Banks “must understand that we will increase our demands when it comes to capital going forward” and “take that into account when they make forecasts for dividends,” Financial Markets Minister Peter Norman said in an interview in Stockholm after a speech yesterday. It’s “the shareholders’ privilege to decide how big dividends they want to pay,” he said.
The comments follow a plan by Nordea Bank AB (NDA), the Nordic region’s biggest lender, to almost double its dividend target and raise payouts by a third from the level paid for 2013. Doing so would match the 75 percent ratio at Swedbank AB, which is the Nordic region’s best-paying lender.
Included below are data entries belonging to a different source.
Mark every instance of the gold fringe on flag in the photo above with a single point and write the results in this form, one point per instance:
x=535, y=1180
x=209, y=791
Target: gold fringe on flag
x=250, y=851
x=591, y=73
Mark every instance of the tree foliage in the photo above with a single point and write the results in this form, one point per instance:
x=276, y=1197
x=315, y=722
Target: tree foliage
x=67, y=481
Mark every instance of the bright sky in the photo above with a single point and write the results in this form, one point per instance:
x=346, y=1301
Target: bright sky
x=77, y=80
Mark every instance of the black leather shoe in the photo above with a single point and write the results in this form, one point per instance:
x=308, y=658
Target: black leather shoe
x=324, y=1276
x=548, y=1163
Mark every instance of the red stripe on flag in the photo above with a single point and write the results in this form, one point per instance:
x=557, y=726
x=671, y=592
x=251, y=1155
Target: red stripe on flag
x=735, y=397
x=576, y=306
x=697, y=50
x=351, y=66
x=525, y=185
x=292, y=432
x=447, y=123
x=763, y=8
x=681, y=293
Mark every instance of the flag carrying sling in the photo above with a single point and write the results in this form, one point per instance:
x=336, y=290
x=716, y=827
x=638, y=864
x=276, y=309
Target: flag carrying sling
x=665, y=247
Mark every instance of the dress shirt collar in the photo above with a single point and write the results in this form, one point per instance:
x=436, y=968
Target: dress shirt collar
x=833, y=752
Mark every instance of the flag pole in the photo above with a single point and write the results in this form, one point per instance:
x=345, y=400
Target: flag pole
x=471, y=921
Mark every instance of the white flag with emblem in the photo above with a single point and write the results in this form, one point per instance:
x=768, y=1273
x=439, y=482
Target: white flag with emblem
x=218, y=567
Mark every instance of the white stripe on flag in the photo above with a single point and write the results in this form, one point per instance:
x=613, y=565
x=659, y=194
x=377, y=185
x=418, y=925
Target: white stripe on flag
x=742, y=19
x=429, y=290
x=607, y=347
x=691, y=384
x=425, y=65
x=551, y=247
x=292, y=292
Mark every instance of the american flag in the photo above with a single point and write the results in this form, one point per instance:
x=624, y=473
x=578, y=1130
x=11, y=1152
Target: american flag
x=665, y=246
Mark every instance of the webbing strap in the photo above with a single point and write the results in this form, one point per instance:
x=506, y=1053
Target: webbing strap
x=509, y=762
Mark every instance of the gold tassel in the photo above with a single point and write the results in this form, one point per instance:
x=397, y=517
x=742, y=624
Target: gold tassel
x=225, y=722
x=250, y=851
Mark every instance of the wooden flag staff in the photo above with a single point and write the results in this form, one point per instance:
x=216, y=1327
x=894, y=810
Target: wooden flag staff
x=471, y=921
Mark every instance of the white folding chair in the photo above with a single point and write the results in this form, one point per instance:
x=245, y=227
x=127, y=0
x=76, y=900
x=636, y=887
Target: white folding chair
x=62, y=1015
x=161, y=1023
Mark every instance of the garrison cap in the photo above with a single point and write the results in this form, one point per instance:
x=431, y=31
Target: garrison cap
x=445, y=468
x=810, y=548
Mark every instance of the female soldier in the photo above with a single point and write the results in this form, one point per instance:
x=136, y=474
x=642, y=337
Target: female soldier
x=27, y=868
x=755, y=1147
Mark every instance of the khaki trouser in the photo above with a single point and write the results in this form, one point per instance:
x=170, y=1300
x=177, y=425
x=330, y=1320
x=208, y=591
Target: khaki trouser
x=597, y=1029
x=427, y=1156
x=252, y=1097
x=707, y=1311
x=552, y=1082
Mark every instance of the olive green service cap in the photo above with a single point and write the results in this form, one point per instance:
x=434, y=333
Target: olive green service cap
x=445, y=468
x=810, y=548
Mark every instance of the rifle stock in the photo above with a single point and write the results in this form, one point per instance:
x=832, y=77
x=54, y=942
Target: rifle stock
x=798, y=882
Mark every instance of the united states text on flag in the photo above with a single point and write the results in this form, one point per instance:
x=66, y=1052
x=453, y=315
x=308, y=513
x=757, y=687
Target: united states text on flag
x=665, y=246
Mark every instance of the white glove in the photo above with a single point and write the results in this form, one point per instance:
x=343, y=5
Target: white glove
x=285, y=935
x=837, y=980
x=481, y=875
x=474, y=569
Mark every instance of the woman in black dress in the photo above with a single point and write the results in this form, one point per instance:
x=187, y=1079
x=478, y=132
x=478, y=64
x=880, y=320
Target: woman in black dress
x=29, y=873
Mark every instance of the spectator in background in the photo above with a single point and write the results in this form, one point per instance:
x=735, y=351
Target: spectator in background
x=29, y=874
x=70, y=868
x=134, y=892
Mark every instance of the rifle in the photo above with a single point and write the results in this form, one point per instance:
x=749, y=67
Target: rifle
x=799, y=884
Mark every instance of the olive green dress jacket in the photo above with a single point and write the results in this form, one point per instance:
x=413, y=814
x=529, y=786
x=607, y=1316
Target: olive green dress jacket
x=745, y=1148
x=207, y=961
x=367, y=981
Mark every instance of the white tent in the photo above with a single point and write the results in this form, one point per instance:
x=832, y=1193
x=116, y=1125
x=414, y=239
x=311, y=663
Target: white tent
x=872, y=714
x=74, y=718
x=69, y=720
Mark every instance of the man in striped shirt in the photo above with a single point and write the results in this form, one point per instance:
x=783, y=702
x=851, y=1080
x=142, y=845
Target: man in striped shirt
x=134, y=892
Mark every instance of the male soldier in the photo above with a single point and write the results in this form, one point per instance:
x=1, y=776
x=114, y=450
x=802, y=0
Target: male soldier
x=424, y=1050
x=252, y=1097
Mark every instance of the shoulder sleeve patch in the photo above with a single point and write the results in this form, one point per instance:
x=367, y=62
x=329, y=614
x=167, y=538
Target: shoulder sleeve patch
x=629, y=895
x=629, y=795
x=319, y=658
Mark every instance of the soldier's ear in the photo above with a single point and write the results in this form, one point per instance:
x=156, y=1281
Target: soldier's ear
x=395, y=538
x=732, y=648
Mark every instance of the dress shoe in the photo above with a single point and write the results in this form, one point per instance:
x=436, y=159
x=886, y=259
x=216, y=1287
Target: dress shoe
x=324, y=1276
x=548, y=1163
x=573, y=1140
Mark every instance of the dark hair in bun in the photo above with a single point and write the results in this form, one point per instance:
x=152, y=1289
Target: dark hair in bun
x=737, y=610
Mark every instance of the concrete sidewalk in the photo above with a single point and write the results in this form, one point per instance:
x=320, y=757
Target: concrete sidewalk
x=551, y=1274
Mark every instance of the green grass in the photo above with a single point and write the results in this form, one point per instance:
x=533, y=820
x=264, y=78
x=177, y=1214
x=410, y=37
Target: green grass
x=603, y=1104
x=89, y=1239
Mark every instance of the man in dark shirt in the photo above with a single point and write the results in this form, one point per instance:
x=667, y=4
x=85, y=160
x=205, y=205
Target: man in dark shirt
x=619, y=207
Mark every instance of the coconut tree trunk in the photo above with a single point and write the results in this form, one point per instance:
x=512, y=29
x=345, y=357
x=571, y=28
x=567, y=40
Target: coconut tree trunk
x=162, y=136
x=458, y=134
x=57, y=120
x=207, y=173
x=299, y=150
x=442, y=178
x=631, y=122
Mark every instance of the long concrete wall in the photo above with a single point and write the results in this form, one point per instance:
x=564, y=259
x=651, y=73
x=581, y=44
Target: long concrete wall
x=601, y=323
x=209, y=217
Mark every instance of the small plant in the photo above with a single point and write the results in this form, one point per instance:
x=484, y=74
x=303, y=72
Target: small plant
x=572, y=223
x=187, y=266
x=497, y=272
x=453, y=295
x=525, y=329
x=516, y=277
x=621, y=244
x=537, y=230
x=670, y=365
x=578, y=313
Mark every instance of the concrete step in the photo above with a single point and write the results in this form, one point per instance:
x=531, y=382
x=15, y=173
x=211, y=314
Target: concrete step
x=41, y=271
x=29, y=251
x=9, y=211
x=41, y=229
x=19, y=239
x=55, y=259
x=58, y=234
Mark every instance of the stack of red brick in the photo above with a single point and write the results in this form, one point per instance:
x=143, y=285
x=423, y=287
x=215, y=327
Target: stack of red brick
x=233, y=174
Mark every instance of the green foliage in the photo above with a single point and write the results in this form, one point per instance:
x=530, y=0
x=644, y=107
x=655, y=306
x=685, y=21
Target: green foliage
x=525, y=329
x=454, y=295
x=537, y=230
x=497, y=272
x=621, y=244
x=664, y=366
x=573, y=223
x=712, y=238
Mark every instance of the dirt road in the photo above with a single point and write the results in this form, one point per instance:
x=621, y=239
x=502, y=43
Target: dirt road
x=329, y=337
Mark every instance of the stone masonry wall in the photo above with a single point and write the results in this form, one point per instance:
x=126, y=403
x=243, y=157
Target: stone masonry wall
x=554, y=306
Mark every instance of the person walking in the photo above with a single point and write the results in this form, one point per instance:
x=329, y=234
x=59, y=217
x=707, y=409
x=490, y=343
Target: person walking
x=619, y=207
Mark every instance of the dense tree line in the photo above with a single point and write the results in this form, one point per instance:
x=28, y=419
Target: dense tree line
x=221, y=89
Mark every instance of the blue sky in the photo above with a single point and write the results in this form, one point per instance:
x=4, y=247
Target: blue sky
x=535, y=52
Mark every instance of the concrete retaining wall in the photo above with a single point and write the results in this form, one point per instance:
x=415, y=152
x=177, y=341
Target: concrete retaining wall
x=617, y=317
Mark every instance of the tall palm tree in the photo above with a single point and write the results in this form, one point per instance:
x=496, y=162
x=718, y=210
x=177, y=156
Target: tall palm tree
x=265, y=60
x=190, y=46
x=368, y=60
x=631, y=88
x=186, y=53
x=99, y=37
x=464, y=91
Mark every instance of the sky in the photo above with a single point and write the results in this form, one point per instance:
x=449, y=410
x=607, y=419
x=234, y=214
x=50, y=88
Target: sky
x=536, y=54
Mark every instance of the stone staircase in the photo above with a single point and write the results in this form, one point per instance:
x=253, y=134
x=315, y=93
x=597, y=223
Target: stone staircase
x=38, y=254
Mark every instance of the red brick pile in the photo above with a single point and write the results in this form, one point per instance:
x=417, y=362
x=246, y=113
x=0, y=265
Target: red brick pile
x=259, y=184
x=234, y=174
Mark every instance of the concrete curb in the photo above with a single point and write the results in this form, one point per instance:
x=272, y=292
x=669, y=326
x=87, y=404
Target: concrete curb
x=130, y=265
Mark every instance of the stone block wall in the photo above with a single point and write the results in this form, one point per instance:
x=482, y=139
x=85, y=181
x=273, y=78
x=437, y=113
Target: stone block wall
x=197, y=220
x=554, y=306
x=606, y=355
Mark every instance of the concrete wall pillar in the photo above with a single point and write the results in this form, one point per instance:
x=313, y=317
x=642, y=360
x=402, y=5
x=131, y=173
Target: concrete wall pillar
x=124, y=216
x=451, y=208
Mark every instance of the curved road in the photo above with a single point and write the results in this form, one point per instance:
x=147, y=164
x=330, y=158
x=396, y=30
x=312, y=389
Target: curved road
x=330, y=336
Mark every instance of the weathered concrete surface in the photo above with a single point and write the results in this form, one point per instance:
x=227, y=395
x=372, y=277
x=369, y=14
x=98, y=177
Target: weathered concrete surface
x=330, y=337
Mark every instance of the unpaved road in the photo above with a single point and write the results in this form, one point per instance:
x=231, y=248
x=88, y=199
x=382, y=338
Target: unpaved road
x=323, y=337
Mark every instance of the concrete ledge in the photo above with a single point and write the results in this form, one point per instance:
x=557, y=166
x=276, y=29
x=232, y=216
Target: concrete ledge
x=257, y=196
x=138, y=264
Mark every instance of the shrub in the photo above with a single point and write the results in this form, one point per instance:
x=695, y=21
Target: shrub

Nordea Chairman Bjoern Wahlroos said in an April 7 interview dividends need to rise to prevent the bank sitting on too much capital.
Sweden’s government has railed against banks, whose assets at home and abroad are equivalent to four times the nation’s gross domestic product, for exposing the economy to risk. The industry’s size means banks need to meet stricter capital requirements than those set elsewhere, Finance Minister Anders Borg argues.
It’s “key that they cut their risk exposure and are careful and raise their capital,” Borg said yesterday.
Borg as recently as February criticized bank plans to raise dividends, arguing such a move would erode buffers he says are needed to protect taxpayers. Sweden’s four largest banks earlier this year proposed paying 66 percent of profits on average for 2013, which shareholders approved last month.
“It’s a bit surprising that one chooses to go with larger dividends in a situation where we clearly have signaled that the banks need to have large core capital,” Borg said on Feb. 6. “We clearly will have to look over how to tighten our regulations to make them take their responsibilities with greater seriousness.”
Borg again warned banks on March 19 that banks face higher capital requirements as the government lays out a “road map” this spring. The country will continue to tighten bank rules over several years, Borg said. As long as banks claim they have enough capital, the government will keep raising requirements, he said.
Sweden’s largest banks already exceed a 12 percent core Tier 1 ratio of risk-weighted assets set for 2015, and argue they should be free to use excess capital to reward owners.
Nordea’s core Tier 1 ratio rose to 14.9 percent at the end of last year, excluding so-called transition rules. Swedbank AB (SWEDA)’s common equity Tier 1 ratio reached 18.3 percent under Basel III rules, while Svenska Handelsbanken AB (SHBA)’s was 18.9 percent. SEB had a common equity Tier 1 ratio of 15 percent.
Nordea paid out 56 percent of profit to its owners this year and has said it will raise its dividend payout target this year from a goal of distributing more than 40 percent of profit.
The 56 percent of profit Nordea delivered shareholders for 2013 “will not be sufficient to prevent an excessive increase in core Tier 1 capital,” Wahlroos said. Referring to the three-quarters of profit that Swedbank returned to its owners, Wahlroos said that “in the long term, it certainly now seems that we will be pushing towards those kinds of numbers.”